Edge computing vision: This is about finding new business opportunities as digital technologies are applied to operations. Organizations will not have a digital business strategy without edge computing.
Edge computing use cases: Proactively understand what is possible and identify the requirements to accomplish these use cases. This isn’t only about the future – identify any existing edge computing deployments within the organization, such as those that may be OT-driven.
Edge computing challenges: Use cases are varied but there is a common set of challenges that must be addressed. These include distributed computing (e.g., scale, remote management, autonomy); distributed data; security and privacy; and extensibility (e.g., how to move from a single use case to many).
Edge computing standards: Create a roadmap for future use cases by putting best practices, frameworks, and skills into place. Avoid recreating the wheel each time.
Edge computing execution: Create a plan to manage deployment and avoid projects stalling between proof of concept (POC) and production.

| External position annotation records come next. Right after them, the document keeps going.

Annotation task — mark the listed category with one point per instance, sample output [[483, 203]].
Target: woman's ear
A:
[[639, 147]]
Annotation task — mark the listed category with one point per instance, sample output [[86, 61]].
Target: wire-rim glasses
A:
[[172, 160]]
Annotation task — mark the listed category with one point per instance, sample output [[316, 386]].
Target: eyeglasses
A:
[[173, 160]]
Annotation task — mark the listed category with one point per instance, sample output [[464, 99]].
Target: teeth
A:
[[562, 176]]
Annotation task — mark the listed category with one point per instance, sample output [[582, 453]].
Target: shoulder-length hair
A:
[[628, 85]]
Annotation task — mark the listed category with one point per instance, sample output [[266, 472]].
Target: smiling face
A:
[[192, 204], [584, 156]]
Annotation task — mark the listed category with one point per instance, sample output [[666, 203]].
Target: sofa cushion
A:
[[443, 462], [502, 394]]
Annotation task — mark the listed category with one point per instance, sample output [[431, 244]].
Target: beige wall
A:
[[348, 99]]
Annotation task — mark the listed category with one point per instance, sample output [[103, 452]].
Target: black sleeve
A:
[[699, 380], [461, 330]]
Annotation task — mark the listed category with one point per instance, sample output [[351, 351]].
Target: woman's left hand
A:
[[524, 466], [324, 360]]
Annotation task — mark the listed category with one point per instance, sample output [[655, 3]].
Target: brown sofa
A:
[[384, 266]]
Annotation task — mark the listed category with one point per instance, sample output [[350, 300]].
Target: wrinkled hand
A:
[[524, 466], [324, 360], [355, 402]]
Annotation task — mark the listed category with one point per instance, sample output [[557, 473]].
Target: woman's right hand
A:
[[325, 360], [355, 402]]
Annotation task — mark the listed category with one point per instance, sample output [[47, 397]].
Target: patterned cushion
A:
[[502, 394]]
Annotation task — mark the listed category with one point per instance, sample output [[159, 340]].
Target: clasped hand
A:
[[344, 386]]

By taking the time to develop an edge computing strategy, organizations can avoid the pitfalls that have challenged so many who dove in without a concerted plan. In fact, Bittman pointed out that through 2022, Gartner anticipates that 50% of edge computing solutions that worked as POCs will fail to scale for production use. If I&O drives the creation of a strategy that has the buy-in of executives and is aligned with the business goals, then the guidelines will be in place to build off the success of initial edge computing projects and drive new opportunities through additional use cases.

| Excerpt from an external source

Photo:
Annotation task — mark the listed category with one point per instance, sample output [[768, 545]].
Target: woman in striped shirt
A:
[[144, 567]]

As we think about new opportunities, it’s important to keep in mind that much of what edge computing enables is net new to the business. In his second session of the day, “Exploring the Edge: What’s Really Happening Out There,” Bittman reminded the audience that digital transformation is altering the shape of infrastructure and changing how technology is used, how people and things interact, and where data and infrastructure lives. As the world becomes more digital, every vertical and every type of business will have an edge computing component. While some use cases are more mature (such as video analysis, predictive maintenance, and surveillance) than others, even the most nascent ones, such as immersive experiences within the gaming industry, will eventually get to the enterprise.

One only has to look at the agenda for this year’s conference to understand the impact edge computing is already having on enterprises. Nearly a dozen sessions are devoted to different aspects of the technology sector – from high-level strategy to security to storage and more. Edge computing is coming to organizations whether they are prepared or not, so it’s critical that I&O get in front of this ball as well.